Lo cierto es que los especialistas en psicología incluyen la psicología transpersonal dentro del conjunto de terapias Gestalt. Por ello, en el post de hoy vamos a hacer referencia a esta parte de la psicología; hablaremos de sus orígenes y sus puntos en común. Interesante, ¿verdad? Puede que al acabar de leer este artículo te interese formarte profesionalmente en esta especialidad de la psicología. Si es así, antes de cerrar esta página consulta nuestra Certificación Internacional en Psicología para Adultos + Máster en Counseling y Gestalt.

Terapeuta transpersonal, detalles de su filosofía

Antes de entrar en detalles, cabe decir que podemos entender esta rama de la psicología como una filosofía. En términos generales, el papel del terapeuta transpersonal estudia el aquí y ahora del individuo o paciente. Analiza su estar y su relación con el mundo que le rodea para conseguir su plenitud espiritual.

A través de una serie de ejercicios, el terapeuta transpersonal busca integrar sus emociones y estados mentales con el espacio e intereses personales. Las técnicas que emplea sirven para potenciar su capacidad de empatizar con las personas, su compasión, su amor por los demás, sus habilidades creativas… Así, el terapeuta consigue desarrollar la consciencia de la persona hasta conseguir un nivel superior, es decir, la supraconsciencia, tal y como señalan los expertos.

En definitiva, el terapeuta transpersonal trabaja para ayudar al individuo en su crecimiento personal.

¿Qué es la terapia Gestalt?

Hablando con propiedad, la Terapia Gestalt pertenece a la rama de la Psicología Humanista. Es decir, es aquella parte de la psicología que no se dedica a tratar enteramente enfermedades mentales sino que trabaja para el desarrollo personal y espiritual del individuo.

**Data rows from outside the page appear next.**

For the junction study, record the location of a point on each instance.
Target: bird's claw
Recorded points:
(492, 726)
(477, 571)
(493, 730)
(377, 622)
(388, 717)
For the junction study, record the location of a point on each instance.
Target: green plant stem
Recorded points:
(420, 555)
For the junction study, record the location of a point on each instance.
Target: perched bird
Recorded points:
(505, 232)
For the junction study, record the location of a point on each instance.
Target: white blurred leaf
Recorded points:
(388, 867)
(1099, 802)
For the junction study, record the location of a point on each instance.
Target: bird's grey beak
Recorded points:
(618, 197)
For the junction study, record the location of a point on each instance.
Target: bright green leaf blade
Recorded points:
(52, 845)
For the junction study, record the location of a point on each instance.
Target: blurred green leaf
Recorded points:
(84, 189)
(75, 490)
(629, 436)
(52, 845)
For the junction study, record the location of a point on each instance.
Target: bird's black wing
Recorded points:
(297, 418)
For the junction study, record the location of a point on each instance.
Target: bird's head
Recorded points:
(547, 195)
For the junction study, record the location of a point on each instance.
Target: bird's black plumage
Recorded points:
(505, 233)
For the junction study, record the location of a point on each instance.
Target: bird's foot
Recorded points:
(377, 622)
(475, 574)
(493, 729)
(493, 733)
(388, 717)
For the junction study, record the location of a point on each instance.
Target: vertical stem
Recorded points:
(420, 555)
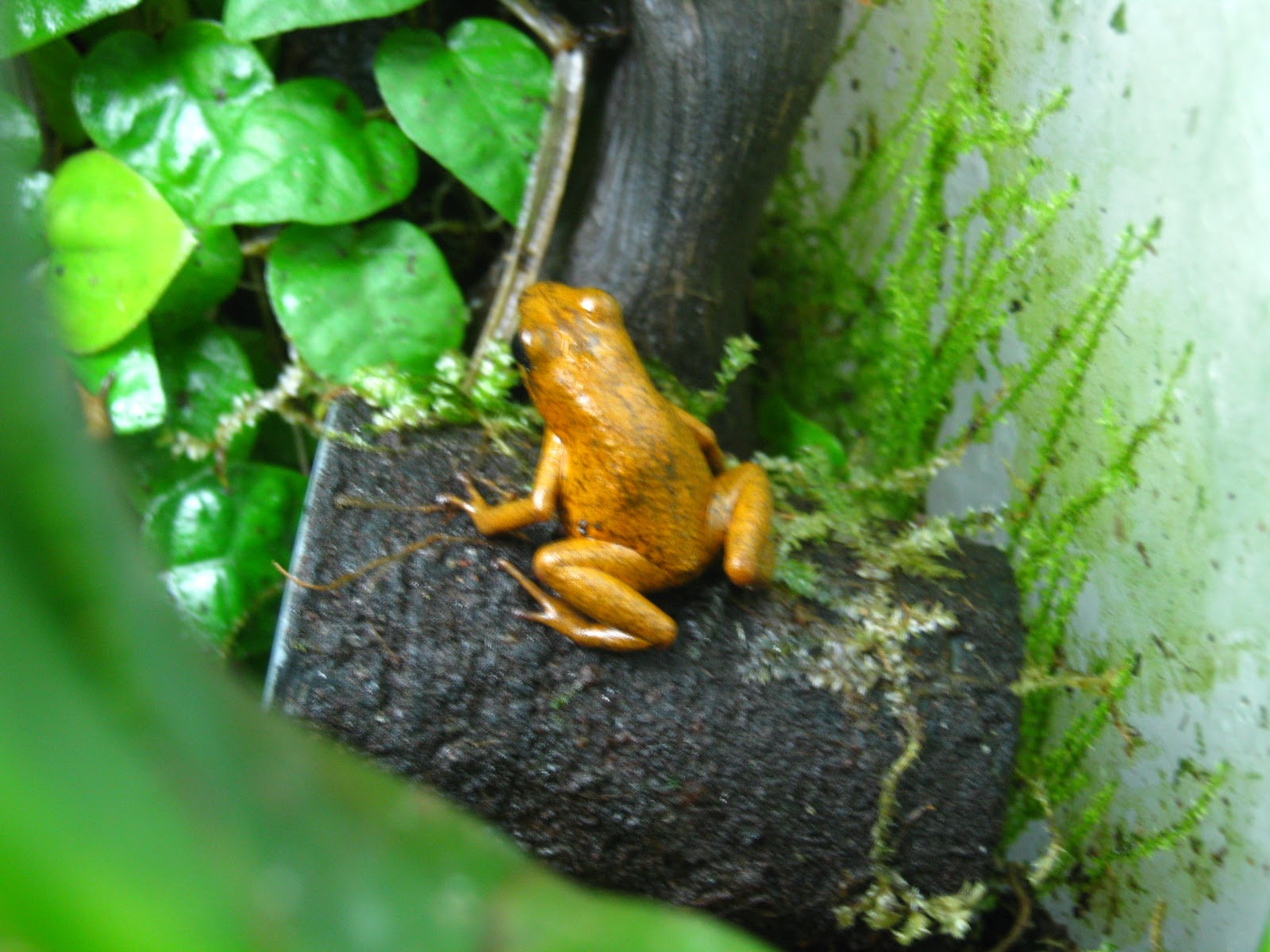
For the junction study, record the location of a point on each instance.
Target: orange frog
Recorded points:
(639, 484)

Por lo tanto, este tipo de terapia se enfoca no tanto en el contenido sino en lo práctico. Es decir, observa el devenir de la persona. Le analiza mientras está pensando, sintiendo o realizando cualquier otro tipo de acción. Por eso, se dice comúnmente que la terapia Gestalt se fija en el «aquí y ahora» del individuo.

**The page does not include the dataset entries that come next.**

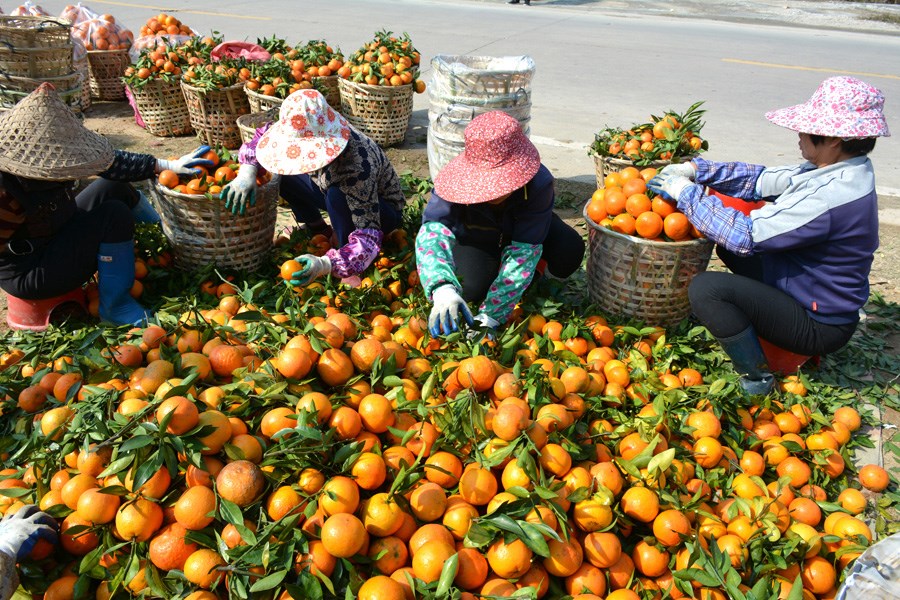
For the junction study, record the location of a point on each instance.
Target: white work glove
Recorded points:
(486, 327)
(669, 185)
(448, 305)
(240, 191)
(683, 169)
(19, 532)
(311, 268)
(185, 165)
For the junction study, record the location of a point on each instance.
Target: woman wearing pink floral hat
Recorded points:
(488, 223)
(800, 264)
(327, 165)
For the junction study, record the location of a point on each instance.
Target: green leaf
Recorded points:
(269, 581)
(448, 572)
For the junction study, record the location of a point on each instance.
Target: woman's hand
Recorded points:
(20, 531)
(312, 267)
(185, 165)
(240, 192)
(448, 306)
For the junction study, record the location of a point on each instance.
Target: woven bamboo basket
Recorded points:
(214, 113)
(607, 164)
(331, 89)
(202, 232)
(261, 102)
(68, 87)
(248, 124)
(81, 65)
(162, 108)
(379, 111)
(643, 279)
(107, 68)
(35, 47)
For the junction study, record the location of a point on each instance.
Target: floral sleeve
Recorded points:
(354, 257)
(434, 256)
(517, 266)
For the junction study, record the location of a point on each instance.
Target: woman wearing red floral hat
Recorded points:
(800, 264)
(489, 221)
(328, 165)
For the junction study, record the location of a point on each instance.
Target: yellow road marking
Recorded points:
(180, 10)
(817, 69)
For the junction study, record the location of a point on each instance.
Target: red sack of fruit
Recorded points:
(240, 50)
(29, 9)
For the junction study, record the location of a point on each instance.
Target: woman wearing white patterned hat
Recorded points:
(487, 226)
(52, 240)
(800, 264)
(327, 165)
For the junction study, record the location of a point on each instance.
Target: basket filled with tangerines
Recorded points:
(202, 231)
(673, 137)
(643, 252)
(377, 87)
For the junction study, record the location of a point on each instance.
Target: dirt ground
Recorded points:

De este modo, igual que el terapeuta transpersonal, el terapeuta Gestalt realiza una serie de técnicas y ejercicios que ponen de manifiesto el devenir particular de la persona. Así, pone en relieve el cómo ha llegado hasta el problema que le acontece. De modo que el paciente aprende de ello para intentar hacerlo de otra manera, recuperando su capacidad resolutiva y toma de decisión sobre su vida personal. En cierto modo, a través de este tipo de introspecciones la persona consigue conocerse mejor y recupera su creatividad y toma de control.